The OpenAI team went further. They standardized file structures so agents could generate code consistently, added agent-specific logging, and wrote documentation readable by both humans and agents. They're encoding their "Golden Principles" directly into the repo.
Principle 5. Compound Engineering — Let all four principles compound across the entire team
This is the "Compound Engineering" concept from Dan Schipper, co-founder of Every. Context design, verification loops, tools, codebase optimization — if only one person does these, only individual productivity improves. But when the entire team contributes knowledge to CLAUDE.md, builds new MCPs, and shares verification scripts, compound effects emerge. The next session's agent starts with more tools and context than the previous one.
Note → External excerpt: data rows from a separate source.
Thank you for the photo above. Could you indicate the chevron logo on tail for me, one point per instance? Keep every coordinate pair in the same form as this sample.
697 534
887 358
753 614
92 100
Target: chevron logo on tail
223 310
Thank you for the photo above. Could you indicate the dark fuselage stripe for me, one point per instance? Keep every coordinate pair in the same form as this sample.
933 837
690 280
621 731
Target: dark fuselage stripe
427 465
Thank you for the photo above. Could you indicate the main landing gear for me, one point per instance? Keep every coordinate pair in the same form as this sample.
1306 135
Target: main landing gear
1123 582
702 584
These numbers come from organizations that systematically adopted agentic engineering — not individuals. Stripe's Minions system works like this: a developer posts a task in Slack, the agent writes the code, passes CI, and opens a PR. The human only does the final review and merge. From task assignment to PR — zero human involvement.
Quick Start Guide
- Rewrite your CLAUDE.md (or AGENTS.md) as an "agent onboarding doc"
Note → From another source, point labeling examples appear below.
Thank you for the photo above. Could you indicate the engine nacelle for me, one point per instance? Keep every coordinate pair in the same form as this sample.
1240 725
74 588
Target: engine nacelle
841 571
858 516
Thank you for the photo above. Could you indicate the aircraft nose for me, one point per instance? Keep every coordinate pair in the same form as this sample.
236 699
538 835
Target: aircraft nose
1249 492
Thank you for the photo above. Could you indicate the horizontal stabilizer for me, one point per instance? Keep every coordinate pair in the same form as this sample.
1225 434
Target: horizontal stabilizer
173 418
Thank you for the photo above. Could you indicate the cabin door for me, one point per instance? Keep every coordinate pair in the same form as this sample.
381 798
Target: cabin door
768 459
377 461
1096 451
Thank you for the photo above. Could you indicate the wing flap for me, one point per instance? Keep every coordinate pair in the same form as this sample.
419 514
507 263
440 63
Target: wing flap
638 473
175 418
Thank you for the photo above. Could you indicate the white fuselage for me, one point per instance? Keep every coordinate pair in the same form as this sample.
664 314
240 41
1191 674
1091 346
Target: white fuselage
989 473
Write down your project's build commands, coding conventions, and architecture decisions. Skip the obvious stuff like "we use TypeScript" and keep only what Claude is likely to get wrong. If domain knowledge isn't in the codebase, it doesn't exist to the agent. - Close one verification loop
For your most frequent task, make the agent verify its own results. For backend work, instruct "run the tests and iterate until they all pass." For frontend, use Playwright MCP to verify in the browser. Closing just one loop makes a noticeable difference. - Solve one friction point with a tool
Find the most common thing your agent can't do. Figure out if it's manually changing something on a website or calling a specific API, then build a CLI tool or MCP server to solve it. The test: "Next time this task comes up, can the agent handle it alone?" - Clean up dead code and competing patterns in your codebase
Half-finished migrations, two coexisting patterns, unused code — clean it up. Agents work probabilistically, so conflicting patterns mean they'll randomly follow either one. - Start sharing across the team & compound your gains
Commit new skills, MCP servers, and verification scripts to the repo. The test: "Can the tool I just built be used by the next person (or next agent session)?" Solo workflows don't compound.
Warning: 3 anti-patterns
These are things Simon Willison has clearly warned about.
1. Don't merge agent-written code without review. The agent's PR descriptions need human verification too.
2. Don't blindly trust agent-written tests. You can end up with "self-fulfilling tests" that pass with hardcoded values.
3. Don't settle for "it works, so it's fine." If you lower review standards just because code generation costs dropped, technical debt accumulates at AI speed.